A married woman who bore three children or more could be granted legal independence under the ius liberorum. These laws were poorly received; they were modified in 9 AD by the Lex Papia Poppaea; eventually, they were nearly all repealed or fell into disuse under Constantine and later emperors, including Justinian.
Roman citizen women could have only one sexual partner at a time but allowed divorce and remarriage. In the case of Roman citizen men, it is not clear whether the condition that a man is not able to have a concubine at the time that he has a wife pre-dates or post-dates the Constantinian law; ie., whether concubinage existed concurrently with marriage for men in Ancient Rome has been debated in modern scholarship and the evidence is inconclusive: it was not until the sixth century CE, after centuries of Christian influence, that the emperor Justinian claimed that “ancient law” prohibited husbands from keeping wives and concubines at the same time.
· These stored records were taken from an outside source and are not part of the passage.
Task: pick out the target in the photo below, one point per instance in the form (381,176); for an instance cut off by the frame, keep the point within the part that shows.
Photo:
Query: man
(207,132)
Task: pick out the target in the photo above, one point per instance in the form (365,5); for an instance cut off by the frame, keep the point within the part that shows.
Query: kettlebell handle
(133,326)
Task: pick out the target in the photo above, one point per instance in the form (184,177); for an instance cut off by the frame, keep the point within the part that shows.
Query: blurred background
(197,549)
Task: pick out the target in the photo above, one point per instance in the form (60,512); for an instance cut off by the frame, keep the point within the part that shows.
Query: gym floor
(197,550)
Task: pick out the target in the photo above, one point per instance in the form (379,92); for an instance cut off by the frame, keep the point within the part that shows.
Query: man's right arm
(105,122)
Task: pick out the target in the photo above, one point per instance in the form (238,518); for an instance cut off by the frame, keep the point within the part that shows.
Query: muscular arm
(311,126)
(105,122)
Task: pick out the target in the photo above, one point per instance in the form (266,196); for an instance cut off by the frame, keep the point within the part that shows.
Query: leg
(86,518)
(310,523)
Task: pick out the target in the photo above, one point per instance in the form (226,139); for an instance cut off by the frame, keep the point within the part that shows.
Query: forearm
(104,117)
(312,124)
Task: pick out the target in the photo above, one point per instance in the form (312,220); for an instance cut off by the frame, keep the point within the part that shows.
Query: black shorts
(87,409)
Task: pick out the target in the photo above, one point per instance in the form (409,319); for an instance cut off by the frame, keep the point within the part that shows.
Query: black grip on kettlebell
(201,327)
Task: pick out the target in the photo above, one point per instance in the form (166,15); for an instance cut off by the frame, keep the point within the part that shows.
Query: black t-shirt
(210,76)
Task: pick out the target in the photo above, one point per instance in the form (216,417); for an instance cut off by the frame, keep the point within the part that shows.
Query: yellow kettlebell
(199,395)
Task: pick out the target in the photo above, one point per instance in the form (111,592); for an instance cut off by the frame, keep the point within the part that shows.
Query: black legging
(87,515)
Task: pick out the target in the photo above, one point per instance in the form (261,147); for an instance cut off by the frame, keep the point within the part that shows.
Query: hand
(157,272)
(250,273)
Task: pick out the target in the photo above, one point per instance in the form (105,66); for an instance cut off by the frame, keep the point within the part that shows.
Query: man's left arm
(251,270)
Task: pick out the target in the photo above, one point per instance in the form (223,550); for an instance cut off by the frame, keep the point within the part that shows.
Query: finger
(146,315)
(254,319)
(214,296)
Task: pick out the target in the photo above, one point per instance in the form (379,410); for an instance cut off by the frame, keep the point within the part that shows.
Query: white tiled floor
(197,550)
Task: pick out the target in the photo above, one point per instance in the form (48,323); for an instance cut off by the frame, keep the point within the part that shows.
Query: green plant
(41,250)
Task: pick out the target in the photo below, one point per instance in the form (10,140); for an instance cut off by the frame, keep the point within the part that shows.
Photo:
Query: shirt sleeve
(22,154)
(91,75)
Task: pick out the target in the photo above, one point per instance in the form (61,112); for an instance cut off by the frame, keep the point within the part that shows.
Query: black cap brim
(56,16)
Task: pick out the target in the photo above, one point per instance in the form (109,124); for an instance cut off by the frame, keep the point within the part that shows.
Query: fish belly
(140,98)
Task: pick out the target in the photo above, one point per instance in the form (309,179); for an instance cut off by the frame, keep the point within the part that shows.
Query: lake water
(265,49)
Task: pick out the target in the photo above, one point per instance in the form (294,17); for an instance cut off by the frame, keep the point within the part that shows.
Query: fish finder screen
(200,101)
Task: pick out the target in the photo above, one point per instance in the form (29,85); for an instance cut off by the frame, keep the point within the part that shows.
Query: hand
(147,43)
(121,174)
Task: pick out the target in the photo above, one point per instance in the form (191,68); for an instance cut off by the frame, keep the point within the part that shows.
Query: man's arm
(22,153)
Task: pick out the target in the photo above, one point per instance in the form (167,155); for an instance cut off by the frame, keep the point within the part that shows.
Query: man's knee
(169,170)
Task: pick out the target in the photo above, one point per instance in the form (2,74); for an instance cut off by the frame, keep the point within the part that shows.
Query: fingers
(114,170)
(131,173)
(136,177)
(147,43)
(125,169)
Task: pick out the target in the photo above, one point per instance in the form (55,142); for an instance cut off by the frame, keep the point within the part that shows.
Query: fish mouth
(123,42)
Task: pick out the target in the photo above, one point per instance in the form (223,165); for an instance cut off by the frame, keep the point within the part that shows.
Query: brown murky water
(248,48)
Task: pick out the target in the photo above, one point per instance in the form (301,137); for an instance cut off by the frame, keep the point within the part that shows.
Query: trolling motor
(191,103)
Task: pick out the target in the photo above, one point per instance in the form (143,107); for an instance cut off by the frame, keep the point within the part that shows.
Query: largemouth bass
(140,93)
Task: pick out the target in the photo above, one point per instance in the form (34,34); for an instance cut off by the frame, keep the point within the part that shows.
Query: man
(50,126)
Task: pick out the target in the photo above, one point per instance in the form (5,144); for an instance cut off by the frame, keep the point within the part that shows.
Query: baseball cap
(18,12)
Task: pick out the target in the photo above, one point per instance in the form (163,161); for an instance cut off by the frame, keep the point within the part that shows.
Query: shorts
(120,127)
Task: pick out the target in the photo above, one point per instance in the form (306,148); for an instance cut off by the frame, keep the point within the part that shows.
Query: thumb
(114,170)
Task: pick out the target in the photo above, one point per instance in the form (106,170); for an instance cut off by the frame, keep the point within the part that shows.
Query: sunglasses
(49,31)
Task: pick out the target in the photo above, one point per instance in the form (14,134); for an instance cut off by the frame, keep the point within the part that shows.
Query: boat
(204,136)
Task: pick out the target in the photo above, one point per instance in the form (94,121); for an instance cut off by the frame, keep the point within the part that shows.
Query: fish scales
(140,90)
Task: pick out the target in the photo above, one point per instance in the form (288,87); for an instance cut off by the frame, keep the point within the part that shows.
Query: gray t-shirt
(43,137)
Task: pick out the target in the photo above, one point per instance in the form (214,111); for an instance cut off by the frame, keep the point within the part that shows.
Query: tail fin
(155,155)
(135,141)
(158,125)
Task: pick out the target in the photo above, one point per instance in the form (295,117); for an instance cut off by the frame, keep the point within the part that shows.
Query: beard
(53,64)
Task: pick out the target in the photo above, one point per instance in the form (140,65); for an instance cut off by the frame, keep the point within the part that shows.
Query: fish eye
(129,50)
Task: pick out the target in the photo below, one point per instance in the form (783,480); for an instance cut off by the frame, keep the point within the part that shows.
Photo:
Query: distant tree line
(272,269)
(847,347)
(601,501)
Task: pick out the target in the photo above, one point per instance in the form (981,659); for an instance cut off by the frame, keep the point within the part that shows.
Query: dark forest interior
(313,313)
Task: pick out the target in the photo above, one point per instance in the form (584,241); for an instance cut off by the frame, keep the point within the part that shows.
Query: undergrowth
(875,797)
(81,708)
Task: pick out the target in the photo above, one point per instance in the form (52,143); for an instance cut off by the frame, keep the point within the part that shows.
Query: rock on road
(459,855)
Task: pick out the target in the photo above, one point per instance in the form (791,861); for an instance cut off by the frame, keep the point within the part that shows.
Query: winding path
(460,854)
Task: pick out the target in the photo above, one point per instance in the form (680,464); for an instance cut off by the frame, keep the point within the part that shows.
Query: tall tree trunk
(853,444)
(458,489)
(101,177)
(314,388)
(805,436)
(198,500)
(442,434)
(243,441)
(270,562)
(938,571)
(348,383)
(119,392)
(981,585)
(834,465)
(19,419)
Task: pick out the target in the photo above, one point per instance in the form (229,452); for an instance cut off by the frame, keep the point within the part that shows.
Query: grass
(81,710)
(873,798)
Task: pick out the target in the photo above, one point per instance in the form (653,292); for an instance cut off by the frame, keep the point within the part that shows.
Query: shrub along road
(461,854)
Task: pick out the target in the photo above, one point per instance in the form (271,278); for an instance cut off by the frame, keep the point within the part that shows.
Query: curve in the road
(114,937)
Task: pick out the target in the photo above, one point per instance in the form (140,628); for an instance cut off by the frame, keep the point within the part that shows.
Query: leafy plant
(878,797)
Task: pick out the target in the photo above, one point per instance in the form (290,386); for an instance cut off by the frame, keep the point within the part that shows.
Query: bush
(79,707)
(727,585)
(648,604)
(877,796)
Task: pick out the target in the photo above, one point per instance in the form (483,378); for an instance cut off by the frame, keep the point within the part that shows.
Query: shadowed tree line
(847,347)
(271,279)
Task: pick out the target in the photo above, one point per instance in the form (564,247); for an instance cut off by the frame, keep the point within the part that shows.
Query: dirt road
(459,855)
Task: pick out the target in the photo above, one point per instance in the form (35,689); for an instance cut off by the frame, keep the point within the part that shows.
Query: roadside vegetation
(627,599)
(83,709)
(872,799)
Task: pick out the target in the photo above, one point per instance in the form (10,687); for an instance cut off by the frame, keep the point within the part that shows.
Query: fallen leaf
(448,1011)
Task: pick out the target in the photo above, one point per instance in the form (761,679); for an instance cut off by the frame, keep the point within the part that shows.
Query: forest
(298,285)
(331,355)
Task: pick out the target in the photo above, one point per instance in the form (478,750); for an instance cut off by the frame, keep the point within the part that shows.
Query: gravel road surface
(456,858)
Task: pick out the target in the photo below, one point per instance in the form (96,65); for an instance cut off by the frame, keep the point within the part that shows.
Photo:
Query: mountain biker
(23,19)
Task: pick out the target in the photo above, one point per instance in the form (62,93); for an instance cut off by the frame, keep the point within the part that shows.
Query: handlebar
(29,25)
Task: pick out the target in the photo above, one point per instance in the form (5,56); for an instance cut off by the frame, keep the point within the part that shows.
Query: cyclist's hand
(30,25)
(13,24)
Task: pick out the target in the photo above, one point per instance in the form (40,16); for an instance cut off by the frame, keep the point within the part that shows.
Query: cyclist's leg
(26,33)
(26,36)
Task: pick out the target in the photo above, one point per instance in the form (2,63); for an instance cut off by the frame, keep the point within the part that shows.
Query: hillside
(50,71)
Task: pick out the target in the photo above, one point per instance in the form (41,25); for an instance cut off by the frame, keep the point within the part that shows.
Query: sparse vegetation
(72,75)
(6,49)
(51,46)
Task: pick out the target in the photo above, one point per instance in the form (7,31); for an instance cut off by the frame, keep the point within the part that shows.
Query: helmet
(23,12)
According to Walter Scheidel, conditions in the Ancient Rome are best defined as prescriptively monogamous marriage that co-existed with male resource polygyny; powerful men had a principal wife and several secondary sexual partners. A married man's sexual activities with slaves, prostitutes, or other women of low status were not, in legal terms, adultery, and he could not be prosecuted under Augustus Laws. Under the adultery law, married man would only be committing adultery if his lover were someone else's wife.
Wedding ceremonies
A confarreatio wedding ceremony was a rare event reserved for the highest echelons of Rome's elite. The Flamen Dialis and pontifex maximus presided, with ten witnesses present, and the bride and bridegroom shared a cake of spelt, hence the rite's name. A more typical upper-middle class wedding in the classical period was less prestigious than a confarreatio, but could be equally lavish. It would have been carefully planned. Sometimes the bride and groom exchanged gifts before the wedding.The lighting of a sacred torch in honor of Ceres was part of the celebration, intended to impart fertility upon the couple. A wedding sacrifice was also offered, with a sow being the most likely choice. The day after the wedding, the husband would hold a dinner party, and the bride made an offering to the Lares and other domestic deities of her new home.